American movie composer

Joseph Richard Conlan is an American film and television composer based in Los Angeles. He is best known for his scores to the television series NCIS, Tour of Duty and Simon & Simon, and films Spiders 3D and Behind Enemy Lines: Colombia.
Conlan is also known for integrating electronic music textures with conventional orchestration. He has received several awards and nominations.

== Film and television scoring ==
Conlan's earliest notable television credits are Simon & Simon, Tour of Duty, The Equalizer and V: The Final Battle. Recent feature scores include Toolbox Murders and Mortuary (for legendary film director Tobe Hooper), Behind Enemy Lines: Colombia (dir.: Tim Matheson), Spiders 3D (dir.: Tibor Takács), and for television, the series NCIS. Most recently Conlan wrote the romantic-comedy scores to the feature films Sanctuary for director Len Colin and The Callback Queen for Film Venture London and director Graham Cantwell.
Conlan has been nominated for two EMMY awards, one for Mortal Sins (starring Christopher Reeve) and another for Miracle Run (starring Aidan Quinn and Zac Efron). Conlan has also won Best Score at The Underground Cinema Awards (2010) for his score to the short film No Justice (directed by Dublin director Alan Walsh) and won Best Song at the Rome International Film Festival (2004) for the title song "Finding Home" (lyric by Holly Conlan).

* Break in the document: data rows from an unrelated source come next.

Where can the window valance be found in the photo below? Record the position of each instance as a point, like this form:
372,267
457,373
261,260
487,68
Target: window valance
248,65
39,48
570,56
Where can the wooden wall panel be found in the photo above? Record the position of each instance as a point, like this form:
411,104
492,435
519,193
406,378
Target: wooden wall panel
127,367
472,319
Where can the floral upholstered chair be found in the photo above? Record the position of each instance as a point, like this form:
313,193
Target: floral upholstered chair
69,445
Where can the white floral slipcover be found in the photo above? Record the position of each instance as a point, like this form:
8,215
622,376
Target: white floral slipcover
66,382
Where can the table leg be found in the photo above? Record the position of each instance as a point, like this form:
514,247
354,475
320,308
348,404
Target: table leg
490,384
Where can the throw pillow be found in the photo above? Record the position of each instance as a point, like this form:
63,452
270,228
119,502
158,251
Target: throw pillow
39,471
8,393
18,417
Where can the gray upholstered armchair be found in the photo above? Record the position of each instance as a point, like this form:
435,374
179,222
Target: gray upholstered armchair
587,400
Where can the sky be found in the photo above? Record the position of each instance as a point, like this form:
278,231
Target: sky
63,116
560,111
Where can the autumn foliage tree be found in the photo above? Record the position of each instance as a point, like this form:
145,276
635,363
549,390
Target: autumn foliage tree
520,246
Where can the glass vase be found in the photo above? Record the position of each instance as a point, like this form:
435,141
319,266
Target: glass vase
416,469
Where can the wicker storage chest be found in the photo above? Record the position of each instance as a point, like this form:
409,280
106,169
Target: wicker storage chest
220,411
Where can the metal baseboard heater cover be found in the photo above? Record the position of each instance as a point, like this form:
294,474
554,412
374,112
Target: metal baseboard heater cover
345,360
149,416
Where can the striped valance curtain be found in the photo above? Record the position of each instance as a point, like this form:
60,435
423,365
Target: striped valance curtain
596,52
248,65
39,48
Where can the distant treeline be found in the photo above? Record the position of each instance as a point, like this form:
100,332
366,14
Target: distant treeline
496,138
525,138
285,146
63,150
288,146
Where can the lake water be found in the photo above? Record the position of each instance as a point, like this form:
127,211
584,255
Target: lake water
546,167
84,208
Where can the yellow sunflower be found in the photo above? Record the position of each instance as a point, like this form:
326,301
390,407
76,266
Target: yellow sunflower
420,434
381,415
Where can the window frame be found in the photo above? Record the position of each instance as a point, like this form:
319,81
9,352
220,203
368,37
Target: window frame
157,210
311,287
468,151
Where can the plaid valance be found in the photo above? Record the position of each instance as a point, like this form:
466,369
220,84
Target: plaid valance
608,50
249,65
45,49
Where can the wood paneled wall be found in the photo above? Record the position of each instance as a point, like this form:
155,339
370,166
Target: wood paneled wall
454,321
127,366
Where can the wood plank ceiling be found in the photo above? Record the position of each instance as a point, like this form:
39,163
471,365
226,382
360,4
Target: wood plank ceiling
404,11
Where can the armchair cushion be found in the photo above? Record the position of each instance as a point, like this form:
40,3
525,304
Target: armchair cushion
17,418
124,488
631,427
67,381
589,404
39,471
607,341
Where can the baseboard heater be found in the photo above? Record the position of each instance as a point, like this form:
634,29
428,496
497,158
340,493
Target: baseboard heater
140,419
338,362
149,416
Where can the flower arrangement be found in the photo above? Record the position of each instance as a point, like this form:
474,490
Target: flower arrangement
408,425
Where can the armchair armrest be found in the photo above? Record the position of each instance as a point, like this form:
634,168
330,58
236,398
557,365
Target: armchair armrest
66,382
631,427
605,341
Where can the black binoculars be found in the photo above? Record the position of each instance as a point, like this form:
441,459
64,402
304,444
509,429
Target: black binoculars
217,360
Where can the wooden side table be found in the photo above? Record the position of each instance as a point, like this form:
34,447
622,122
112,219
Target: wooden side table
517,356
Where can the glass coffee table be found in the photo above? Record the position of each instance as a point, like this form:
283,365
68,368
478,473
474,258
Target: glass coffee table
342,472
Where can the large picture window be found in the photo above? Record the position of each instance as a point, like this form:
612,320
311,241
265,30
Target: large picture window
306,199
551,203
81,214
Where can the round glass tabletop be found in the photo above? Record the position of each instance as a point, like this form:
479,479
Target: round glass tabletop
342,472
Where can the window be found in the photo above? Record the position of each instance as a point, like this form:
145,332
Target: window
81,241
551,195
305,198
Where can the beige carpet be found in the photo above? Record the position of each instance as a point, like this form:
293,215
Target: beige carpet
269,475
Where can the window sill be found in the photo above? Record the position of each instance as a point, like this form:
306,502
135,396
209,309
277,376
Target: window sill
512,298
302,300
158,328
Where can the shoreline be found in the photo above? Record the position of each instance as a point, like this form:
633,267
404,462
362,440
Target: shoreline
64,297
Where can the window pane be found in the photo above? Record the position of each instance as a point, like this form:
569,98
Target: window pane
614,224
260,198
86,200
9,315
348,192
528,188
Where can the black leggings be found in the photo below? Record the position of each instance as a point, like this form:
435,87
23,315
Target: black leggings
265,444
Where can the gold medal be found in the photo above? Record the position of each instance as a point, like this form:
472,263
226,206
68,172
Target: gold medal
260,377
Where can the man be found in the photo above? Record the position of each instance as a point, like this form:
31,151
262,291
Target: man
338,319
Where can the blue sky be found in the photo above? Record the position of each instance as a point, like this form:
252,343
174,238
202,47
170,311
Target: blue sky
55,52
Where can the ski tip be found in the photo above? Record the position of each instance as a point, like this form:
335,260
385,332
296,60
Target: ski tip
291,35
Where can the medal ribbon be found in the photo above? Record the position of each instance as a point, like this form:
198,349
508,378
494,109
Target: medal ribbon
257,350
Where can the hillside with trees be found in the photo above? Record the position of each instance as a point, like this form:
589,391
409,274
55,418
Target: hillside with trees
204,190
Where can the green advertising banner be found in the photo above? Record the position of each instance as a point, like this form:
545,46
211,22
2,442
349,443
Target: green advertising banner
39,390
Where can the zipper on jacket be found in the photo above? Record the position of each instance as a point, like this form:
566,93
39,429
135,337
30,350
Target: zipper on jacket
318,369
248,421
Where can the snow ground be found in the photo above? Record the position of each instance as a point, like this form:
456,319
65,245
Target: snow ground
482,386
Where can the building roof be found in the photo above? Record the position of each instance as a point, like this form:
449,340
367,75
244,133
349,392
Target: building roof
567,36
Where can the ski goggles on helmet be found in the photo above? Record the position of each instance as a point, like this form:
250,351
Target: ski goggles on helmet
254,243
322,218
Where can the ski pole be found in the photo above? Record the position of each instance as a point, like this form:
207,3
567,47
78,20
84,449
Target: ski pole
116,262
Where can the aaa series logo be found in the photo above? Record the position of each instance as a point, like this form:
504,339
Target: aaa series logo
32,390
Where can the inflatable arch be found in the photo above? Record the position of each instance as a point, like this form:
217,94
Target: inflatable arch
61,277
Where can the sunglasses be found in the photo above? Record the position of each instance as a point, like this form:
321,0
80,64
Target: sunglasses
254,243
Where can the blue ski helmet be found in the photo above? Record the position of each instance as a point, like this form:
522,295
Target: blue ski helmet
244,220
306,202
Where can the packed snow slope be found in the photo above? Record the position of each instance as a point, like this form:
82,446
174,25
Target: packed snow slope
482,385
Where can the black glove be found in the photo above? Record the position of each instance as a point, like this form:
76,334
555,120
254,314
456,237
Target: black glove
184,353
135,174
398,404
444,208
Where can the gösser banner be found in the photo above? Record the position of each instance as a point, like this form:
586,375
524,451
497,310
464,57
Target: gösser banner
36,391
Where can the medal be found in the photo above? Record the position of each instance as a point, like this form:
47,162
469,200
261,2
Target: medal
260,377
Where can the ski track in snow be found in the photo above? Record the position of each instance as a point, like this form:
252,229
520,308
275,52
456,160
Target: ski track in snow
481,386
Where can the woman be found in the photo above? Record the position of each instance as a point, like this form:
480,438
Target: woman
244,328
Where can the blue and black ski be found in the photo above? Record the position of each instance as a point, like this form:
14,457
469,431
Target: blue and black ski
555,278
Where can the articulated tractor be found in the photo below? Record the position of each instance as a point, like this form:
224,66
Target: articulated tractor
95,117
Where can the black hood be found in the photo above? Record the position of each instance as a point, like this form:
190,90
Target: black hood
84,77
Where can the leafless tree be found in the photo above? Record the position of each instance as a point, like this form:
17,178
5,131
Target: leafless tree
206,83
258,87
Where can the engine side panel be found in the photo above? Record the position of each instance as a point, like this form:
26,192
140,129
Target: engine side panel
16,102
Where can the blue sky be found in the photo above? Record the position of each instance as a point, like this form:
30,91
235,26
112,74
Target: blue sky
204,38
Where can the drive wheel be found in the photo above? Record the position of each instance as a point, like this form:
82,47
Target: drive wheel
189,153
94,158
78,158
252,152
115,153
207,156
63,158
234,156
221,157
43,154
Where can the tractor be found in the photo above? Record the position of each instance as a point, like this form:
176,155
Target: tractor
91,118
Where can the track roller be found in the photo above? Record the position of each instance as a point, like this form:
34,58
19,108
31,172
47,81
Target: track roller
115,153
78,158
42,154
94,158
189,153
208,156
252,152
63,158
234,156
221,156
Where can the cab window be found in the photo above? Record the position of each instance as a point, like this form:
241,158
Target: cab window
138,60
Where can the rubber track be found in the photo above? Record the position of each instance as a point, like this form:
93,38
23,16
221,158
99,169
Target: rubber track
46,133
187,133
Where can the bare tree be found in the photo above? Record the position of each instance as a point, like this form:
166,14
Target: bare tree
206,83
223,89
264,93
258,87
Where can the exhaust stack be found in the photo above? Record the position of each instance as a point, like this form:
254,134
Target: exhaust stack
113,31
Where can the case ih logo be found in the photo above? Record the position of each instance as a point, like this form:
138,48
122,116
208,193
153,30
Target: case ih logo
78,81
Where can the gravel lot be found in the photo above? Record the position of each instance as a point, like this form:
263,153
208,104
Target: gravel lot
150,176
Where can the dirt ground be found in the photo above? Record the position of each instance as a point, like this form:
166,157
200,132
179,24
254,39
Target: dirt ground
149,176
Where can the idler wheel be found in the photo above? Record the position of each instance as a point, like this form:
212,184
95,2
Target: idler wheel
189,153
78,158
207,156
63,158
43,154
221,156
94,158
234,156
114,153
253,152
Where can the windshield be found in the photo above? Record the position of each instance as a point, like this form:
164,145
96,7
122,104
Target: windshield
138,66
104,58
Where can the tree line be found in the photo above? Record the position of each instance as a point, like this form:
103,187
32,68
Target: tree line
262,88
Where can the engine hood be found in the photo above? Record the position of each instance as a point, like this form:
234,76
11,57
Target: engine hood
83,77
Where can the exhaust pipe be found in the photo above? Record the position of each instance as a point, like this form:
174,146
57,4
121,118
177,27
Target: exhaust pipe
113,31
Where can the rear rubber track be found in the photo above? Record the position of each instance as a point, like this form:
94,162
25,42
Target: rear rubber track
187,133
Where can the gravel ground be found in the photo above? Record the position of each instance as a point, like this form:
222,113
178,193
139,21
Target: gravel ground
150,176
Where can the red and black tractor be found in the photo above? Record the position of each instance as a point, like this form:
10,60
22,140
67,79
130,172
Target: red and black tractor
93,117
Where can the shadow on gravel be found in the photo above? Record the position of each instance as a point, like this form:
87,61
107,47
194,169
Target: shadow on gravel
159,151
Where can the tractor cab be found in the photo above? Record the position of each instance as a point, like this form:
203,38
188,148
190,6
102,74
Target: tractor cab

Conlan has dual citizenship with the U.S. and Ireland (EU).

== Early years and influences ==

Born in Brooklyn, New York, a fortuitous move at the age of five brought Conlan and his family to Los Angeles to set down new roots. At the age of eight, a tortuous, stilted regimen of piano lessons began, but by age eleven a new, younger teacher had opened Conlan's eyes to the more theoretical dimensions of music and the magic of chords.
Conlan began to hone his craft as early as high school, writing music for various ensembles and choirs. But it was not until a friend introduced him to Earle Hagen's seminal book, Scoring for Film, that Conlan realized how he should apply his passion.

After a few years of writing commercial jingles for Santa Barbara radio stations, Conlan began to work for Hagen on the TV series Eight Is Enough. This introduction to television led him to work with composers Mark Snow on Starsky & Hutch and Hart to Hart and Hoyt Curtin on Hanna-Barbera's Smurfs and Popeye. Conlan's first screen credit soon followed when Barry De Vorzon brought him on to write the score for the new series Simon & Simon.

Conlan's musical influences reach from Lennon/McCartney and James Taylor to Claude Debussy and Aaron Copland, to Tom Scott, Radiohead, The Chemical Brothers and Irish folk music. His film scores are just as eclectic, ranging from dark psychological thrillers to romantic comedies, from conventional orchestral arrangements to electronic and more experimental instrumentation. Along with his strong sense of theme and rhythmic texture, the technique of combining conventional instrumentation with manipulated, twisted and textural sound design elements that he has created, allows Conlan to produce a distinctive score for each project.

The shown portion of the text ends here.